The selection order in runtime/layers/attention/selector.py is:

global_force_attn_backend(...) / global_force_attn_backend_context_manager(...)
CLI --attention-backend (ServerArgs.attention_backend)
Auto selection (platform capability, dtype, and installed packages)

Configuration

Some backends require additional configuration. You can pass these parameters via --attention-backend-config. This argument accepts:

A path to a JSON or YAML configuration file.
A JSON string (e.g., '{"sparsity": 0.5}').
Key-value pairs (e.g., "sparsity=0.5,enable_x=true").

Supported Configuration Parameters

Sliding Tile Attention (sliding_tile_attn)

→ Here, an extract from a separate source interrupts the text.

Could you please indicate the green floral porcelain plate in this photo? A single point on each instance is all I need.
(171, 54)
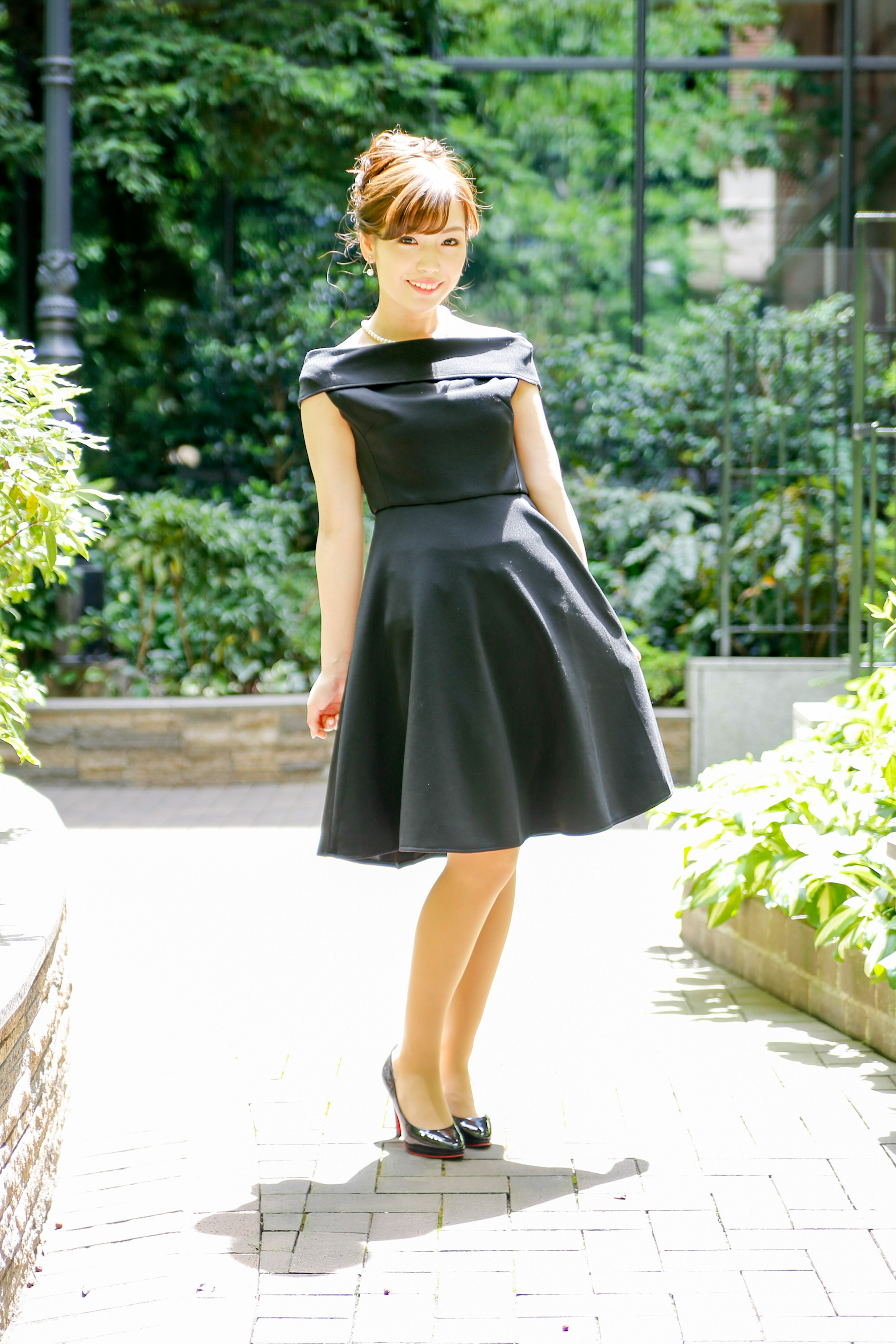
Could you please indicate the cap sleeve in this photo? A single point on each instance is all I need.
(528, 373)
(316, 375)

Parameter	Type	Description	Default
`mask_strategy_file_path`	`str`	Required. Path to the mask strategy JSON file.	-
`sta_mode`	`str`	Mode of STA.	`STA_inference`
`skip_time_steps`	`int`	Number of steps to use full attention before switching to sparse attention.	`15`

Video Sparse Attention (video_sparse_attn)

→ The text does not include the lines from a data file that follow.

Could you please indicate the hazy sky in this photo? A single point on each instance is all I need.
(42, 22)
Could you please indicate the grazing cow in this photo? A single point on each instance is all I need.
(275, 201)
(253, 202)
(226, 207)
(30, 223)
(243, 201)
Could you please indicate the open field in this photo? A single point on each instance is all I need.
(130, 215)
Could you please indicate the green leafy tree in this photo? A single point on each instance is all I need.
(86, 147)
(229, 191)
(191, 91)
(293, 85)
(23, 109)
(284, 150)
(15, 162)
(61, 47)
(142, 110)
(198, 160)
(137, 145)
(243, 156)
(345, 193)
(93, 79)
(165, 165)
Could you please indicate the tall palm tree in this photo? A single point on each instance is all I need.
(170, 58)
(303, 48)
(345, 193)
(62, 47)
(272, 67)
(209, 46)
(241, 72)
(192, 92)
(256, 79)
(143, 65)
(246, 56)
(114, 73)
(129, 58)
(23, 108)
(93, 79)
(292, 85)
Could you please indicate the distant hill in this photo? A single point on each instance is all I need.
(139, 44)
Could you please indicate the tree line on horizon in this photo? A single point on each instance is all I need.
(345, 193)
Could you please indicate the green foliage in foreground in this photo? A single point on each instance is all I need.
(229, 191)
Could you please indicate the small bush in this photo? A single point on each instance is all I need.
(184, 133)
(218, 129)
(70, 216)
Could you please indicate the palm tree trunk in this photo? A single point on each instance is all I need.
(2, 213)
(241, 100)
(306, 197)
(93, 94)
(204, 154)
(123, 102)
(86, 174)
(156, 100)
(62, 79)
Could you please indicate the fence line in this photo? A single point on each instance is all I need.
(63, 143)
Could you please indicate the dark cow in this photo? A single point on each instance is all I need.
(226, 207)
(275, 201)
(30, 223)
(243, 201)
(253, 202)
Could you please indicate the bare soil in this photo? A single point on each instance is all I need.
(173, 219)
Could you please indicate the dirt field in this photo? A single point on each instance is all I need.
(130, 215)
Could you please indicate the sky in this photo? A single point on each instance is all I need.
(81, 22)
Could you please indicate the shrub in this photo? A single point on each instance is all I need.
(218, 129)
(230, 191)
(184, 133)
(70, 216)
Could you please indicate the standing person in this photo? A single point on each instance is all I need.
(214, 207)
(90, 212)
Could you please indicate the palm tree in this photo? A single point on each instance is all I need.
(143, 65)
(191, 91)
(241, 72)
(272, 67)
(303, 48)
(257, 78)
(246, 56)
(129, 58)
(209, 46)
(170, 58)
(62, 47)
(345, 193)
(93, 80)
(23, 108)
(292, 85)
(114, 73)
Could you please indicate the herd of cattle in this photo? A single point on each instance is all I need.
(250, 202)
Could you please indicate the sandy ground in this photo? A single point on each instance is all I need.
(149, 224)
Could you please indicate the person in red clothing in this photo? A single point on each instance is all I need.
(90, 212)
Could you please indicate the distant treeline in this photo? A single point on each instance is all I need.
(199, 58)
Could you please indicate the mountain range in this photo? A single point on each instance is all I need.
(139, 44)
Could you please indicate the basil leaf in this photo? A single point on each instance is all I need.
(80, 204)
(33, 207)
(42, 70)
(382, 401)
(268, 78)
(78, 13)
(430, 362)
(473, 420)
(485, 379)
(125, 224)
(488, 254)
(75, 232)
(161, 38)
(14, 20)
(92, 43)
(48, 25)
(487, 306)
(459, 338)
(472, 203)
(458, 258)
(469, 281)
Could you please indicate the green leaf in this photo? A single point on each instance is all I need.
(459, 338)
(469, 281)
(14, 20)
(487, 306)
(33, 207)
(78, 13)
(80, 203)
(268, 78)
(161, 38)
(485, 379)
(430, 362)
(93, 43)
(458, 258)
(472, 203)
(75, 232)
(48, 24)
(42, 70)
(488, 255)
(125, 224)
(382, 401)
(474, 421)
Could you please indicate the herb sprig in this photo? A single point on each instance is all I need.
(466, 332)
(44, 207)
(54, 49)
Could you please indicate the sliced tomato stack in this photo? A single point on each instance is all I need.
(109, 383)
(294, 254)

Parameter	Type	Description	Default
`sparsity`	`float`	Validation sparsity (0.0 - 1.0).	`0.0`

V-MoBA (vmoba_attn)

Parameter	Type	Description	Default
`temporal_chunk_size`	`int`	Chunk size for temporal dimension.	-
`temporal_topk`	`int`	Top-K tokens to select in temporal dimension.	-
`spatial_chunk_size`	`list[int]`	Chunk size for spatial dimension (H, W).	-
`spatial_topk`	`int`	Top-K tokens to select in spatial dimension.	-
`st_chunk_size`	`list[int]`	Chunk size for spatiotemporal dimension (T, H, W).	-
`st_topk`	`int`	Top-K tokens to select in spatiotemporal dimension.	-
`moba_select_mode`	`str`	Selection mode (e.g., `threshold`).	`threshold`
`moba_threshold`	`float`	Threshold value for selection.	`0.25`
`moba_threshold_type`	`str`	Type of thresholding (e.g., `query_head`).	`query_head`
`first_full_step`	`int`	Number of initial steps to use full attention.	`12`
`first_full_layer`	`int`	Number of initial layers to use full attention.	`0`
`temporal_layer`	`int`	Number of temporal layers.	`1`
`spatial_layer`	`int`	Number of spatial layers.	`1`
`st_layer`	`int`	Number of spatiotemporal layers.	`1`

Platform support matrix

Backend	CUDA	ROCm	MPS	NPU	Notes
`fa`	✅	✅	❌	❌	CUDA requires SM80+ and fp16/bf16. FlashAttention is only used when the required runtime is installed; otherwise it falls back to `torch_sdpa`.
`torch_sdpa`	✅	✅	✅	✅	Most compatible option across platforms.
`sliding_tile_attn`	✅	❌	❌	❌	CUDA-only. Requires `st_attn`. Configure via `--attention-backend-config`.
`sage_attn`	✅	❌	❌	❌	CUDA-only (optional dependency).
`sage_attn_3`	✅	❌	❌	❌	CUDA-only (optional dependency).
`video_sparse_attn`	✅	❌	❌	❌	CUDA-only. Requires `vsa`. Configure `sparsity` via `--attention-backend-config`.
`vmoba_attn`	✅	❌	❌	❌	CUDA-only. Requires `kernel.attn.vmoba_attn.vmoba`. Configure via `--attention-backend-config`.
`aiter`	✅	❌	❌	❌	Requires `aiter`.
`sparse_video_gen_2_attn`	✅	❌	❌	❌	CUDA-only. Requires `svg`.

Usage

Select a backend via CLI

sglang generate \
  --model-path <MODEL_PATH_OR_ID> \
  --prompt "..." \
  --attention-backend fa

sglang generate \
  --model-path <MODEL_PATH_OR_ID> \
  --prompt "..." \
  --attention-backend torch_sdpa

Using Sliding Tile Attention (STA)

# Pass the mask strategy file path via config
sglang generate \
  --model-path <MODEL_PATH_OR_ID> \
  --prompt "..." \
  --attention-backend sliding_tile_attn \
  --attention-backend-config "mask_strategy_file_path=/abs/path/to/mask_strategy.json"

Notes for ROCm / MPS

ROCm: use --attention-backend torch_sdpa or fa depending on what is available in your environment.
MPS: the platform implementation always uses torch_sdpa.